Every year when I make resolutions or choose a new word for the year, I start out optimistic. I am looking forward to the year. I am excited about what it might bring or what exploration of this new word might teach me.
Then comes the push back.
It came early this year, which was to be expected, I guess. Choose a word like “true,” and one should expect all sorts of “yes, but…” and “…not yet” to show up.
I see in possibilities. Possibility is where I’m happiest. It’s hopeful and shiny. It’s like my empty coffee cup, waiting for the French press to be ready, telling me that the glorious nectar of the bean will surely soon be mine. There’s a lot of true – about who I am and who I’m becoming – in possibility.
There’s also reality, and sometimes it pushes back so hard that it packs down the bricks in the wall it’s building.
When friends couple off or get married, I’m about 90% happy for them and 10% lonelier (hey – progress – those percentages used to be switched). Lonely likes its protective walls.
When people I respect and love say “liberals” like it’s a dirty word, revealing the limits of their respect and love for me (the dirty liberal), I add more bricks around the parts of myself that their vitriol has taught me they can’t accept.

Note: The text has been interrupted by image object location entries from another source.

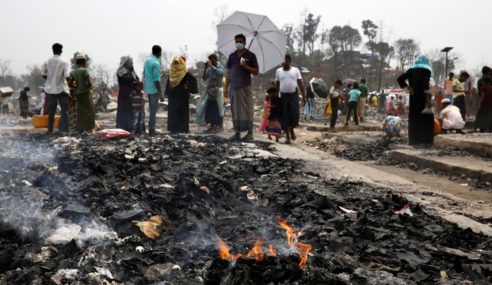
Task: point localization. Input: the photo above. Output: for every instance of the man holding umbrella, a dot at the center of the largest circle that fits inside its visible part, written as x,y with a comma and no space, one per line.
241,64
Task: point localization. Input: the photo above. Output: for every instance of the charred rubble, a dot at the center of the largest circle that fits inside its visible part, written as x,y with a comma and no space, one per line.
151,211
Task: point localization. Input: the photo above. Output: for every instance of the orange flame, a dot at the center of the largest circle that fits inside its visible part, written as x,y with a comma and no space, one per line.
292,236
304,249
289,231
257,251
224,251
272,250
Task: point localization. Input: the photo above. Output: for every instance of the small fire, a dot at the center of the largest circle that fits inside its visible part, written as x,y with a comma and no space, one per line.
304,249
224,250
289,231
272,250
257,252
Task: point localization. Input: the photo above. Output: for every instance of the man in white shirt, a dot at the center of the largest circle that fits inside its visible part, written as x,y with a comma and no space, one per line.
451,117
289,81
56,72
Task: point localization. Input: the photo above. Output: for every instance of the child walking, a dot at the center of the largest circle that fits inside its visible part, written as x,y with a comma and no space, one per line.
353,97
212,115
137,105
273,125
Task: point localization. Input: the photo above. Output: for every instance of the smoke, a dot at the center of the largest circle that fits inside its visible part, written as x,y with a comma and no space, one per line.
33,212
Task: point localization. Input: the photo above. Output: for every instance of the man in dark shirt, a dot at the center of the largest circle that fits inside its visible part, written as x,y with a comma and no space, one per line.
241,64
24,102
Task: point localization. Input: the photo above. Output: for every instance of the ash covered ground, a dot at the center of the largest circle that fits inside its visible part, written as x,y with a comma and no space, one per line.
70,210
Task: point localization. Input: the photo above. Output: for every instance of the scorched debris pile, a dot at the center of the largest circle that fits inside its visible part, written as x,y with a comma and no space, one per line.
142,211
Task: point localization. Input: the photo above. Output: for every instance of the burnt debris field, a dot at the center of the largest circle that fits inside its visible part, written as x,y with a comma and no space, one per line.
202,210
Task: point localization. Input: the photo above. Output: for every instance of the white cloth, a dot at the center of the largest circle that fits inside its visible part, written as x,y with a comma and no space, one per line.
451,118
56,70
311,85
335,93
288,79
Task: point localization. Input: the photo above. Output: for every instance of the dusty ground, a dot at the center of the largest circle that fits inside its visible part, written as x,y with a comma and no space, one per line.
464,205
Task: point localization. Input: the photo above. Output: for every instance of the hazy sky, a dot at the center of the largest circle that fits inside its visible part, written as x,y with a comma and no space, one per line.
108,29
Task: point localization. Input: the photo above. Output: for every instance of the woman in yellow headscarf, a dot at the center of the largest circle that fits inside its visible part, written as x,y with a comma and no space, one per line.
178,88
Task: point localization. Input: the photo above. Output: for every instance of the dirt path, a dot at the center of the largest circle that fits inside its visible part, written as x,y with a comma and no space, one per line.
465,206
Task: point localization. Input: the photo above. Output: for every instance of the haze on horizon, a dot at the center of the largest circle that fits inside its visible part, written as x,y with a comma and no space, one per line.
107,30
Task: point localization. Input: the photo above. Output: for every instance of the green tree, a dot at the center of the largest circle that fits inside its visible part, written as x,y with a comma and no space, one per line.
406,50
384,50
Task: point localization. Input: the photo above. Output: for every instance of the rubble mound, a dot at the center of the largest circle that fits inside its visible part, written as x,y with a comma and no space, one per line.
151,210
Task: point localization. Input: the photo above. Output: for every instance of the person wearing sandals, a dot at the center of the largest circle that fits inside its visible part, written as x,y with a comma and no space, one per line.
289,81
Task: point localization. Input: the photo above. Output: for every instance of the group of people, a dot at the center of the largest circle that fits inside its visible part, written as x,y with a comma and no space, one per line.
452,117
281,106
351,97
241,65
71,88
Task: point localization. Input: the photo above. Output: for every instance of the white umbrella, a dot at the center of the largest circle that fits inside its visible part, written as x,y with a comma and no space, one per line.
262,38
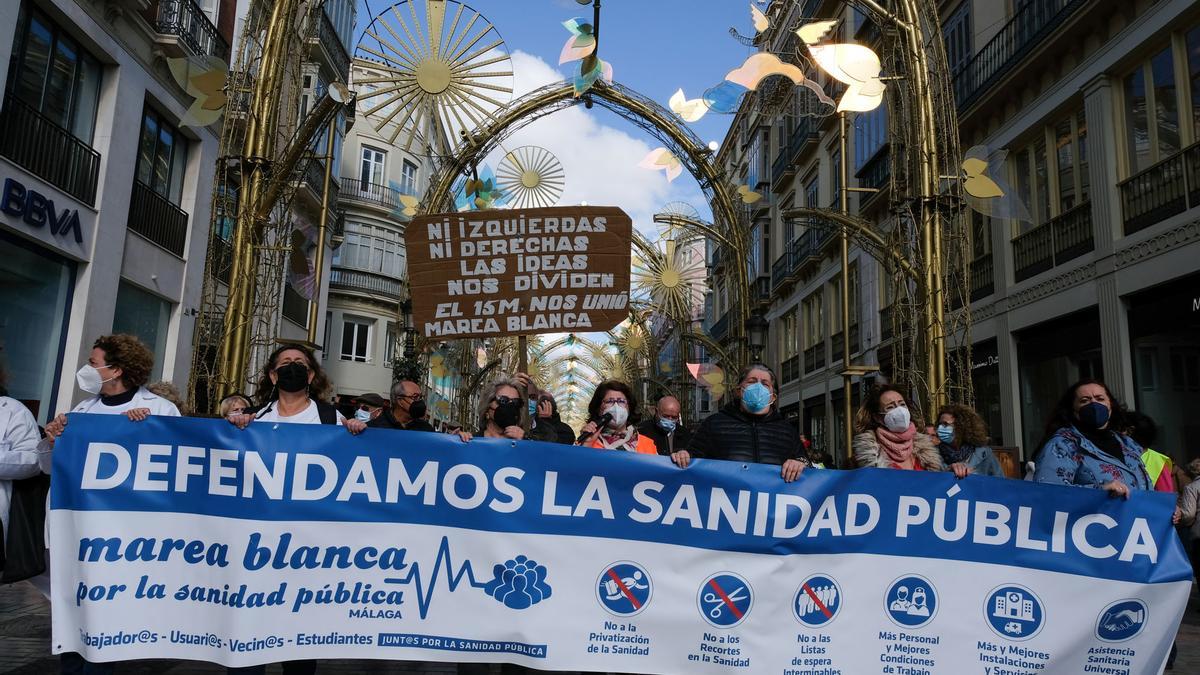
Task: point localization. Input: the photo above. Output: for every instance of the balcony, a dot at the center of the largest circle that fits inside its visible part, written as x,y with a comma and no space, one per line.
1054,243
1017,40
720,328
366,282
183,22
48,151
790,369
1162,191
983,278
327,37
784,166
354,190
814,357
154,216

When I give more to my job than my pay grade warrants but can’t quite find a tangible reason why I bother, I want to build the wall higher.
[Aside – to a GenXer, “tangible reason” = “promotion and a raise,” not just a pat on the back. I can pat my own back, thanks. Match those words to some cash. Or at least a bathroom break. Maybe a taco.]
When I write and write (and revise and revise), and it’s still not enough to be the thing I’m doing with my life, I want to make a little brick cubbyhole, fill it with pillows, and take a nap.
I like my walls. They’re comforting and familiar. They say nice things to me and smell like rain. They tell me I’m right. They tell me I’m pretty.
Then true comes along and whispers, “Tear them down.”
So that’s how beginning is going. *sigh*
I’m linking up with Marvia Davidson’s Real Talk Tuesday (heh – how about Thursday?).
Oh, no. Not the walllllls! Right there with you. Seriously considering just choosing the nap, tho. (Like my inner perfectionist will let me.) 😉
I knew exactly what you meant by tangible reason. I didn’t know vocab was tied so directly to generation, so now I’ll be second-guessing my language all week. Curiouser and curiouser. Ha!
Hugs. You can do this. I’m here cheering.
Thanks for the encouragement, Jamie! A nap does sound amazing, doesn’t it? I need a job with a siesta break built in. Countries that do that are smart.
I know this feeeeeeeeel. Hang in there and see if you don’t Jericho some walls this year. 🙂
I was thinking of taking up the trumpet… 🙂
You should definitely have all the bathroom breaks you need.
I agree! My staff is usually pretty good about it, but at least once a week I need to escape and there’s no one around to watch the desk for me. Problematic.